Собрание сочинений в 4 томах. Том 4 - страница 53
— Значит, хорошо съездил, сын?
— Отлично, — машинально ответил Ростик.
— Ну и слава богу. — Она вздохнула.
Ростислав так же машинально спросил:
— Почему ты вздыхаешь?
Она заговорила медленно, с деланным равнодушием:
— Человек — ничто по сравнению со своим личным делом.
— Это я уже слышал, — без всякого интереса отозвался Ростислав.
— Человек может тысячу раз измениться, но то, что записано в его личном деле, никогда не меняется.
— Ты говорила…
Делая вид, что не слышит, она продолжала:
— Человек умирает, а личное дело остается. Так говорил твой отец.
Ростислав понял, что это только прелюдия. Главное в музыке впереди. Он приготовился слушать. Мать никогда не вспоминала про отца без делового повода. Ростислав ждал, но мать молчала. Видимо, решила отложить главное до другого раза.
— Маман, — сказал Ростислав, продолжая следить за дорогой и поэтому не поворачивая головы, — я выполнил все ваши поручения.
— Спасибо, милый, — ответила она таким тоном, словно эти поручения были мелкими и ничтожными.
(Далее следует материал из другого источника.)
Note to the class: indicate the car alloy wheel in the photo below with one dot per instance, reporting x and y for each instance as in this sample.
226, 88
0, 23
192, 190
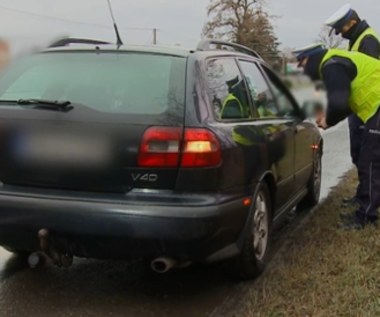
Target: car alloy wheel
260, 226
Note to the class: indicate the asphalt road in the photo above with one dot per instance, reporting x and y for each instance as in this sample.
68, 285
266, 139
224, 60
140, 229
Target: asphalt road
99, 288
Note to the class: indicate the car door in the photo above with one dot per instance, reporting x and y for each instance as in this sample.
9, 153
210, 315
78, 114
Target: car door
278, 129
303, 146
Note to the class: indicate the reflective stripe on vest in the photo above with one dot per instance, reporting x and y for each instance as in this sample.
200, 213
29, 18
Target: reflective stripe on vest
365, 87
368, 31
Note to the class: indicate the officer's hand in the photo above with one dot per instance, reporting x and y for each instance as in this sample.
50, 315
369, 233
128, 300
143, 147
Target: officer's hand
321, 122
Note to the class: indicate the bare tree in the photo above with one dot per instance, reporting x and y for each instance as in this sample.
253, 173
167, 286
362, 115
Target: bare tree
244, 22
331, 41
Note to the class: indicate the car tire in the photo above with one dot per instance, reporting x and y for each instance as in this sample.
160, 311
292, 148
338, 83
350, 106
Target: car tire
313, 186
254, 254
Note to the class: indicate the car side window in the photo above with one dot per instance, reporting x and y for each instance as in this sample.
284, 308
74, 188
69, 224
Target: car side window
285, 105
227, 90
261, 95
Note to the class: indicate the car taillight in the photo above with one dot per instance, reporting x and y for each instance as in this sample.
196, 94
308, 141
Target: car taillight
164, 147
160, 147
200, 148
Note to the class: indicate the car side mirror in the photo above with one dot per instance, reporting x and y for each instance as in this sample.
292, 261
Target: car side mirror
311, 108
320, 86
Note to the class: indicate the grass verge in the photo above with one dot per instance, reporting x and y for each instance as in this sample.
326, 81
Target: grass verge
321, 270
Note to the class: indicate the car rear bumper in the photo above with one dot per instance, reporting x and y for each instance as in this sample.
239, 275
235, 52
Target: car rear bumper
189, 227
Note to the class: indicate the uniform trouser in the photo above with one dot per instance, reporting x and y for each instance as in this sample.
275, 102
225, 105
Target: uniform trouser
356, 127
369, 170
О том, чть Ростик привозил из–за границы, они между собой почти никогда не говорили. При посторонних людях они называли это презрительно — тряпье. Но посторонние — одни со злостью, другие добродушно посмеиваясь, — говорили, что Елена Васильевна и ее Ростик никак не могут обходиться без заграничного тряпья. Всюду в мире есть множество людей, убивающихся по всему заграничному. Эту маленькую слабость люди, вероятно, простили бы и Крохиным, если бы у них не получалось так, что красивые заграничные вещи, так называемое тряпье, они носили чуть ли не по какому–то принуждению. Это было ханжество, которое у одних вызывало злость, у других — добродушную усмешку.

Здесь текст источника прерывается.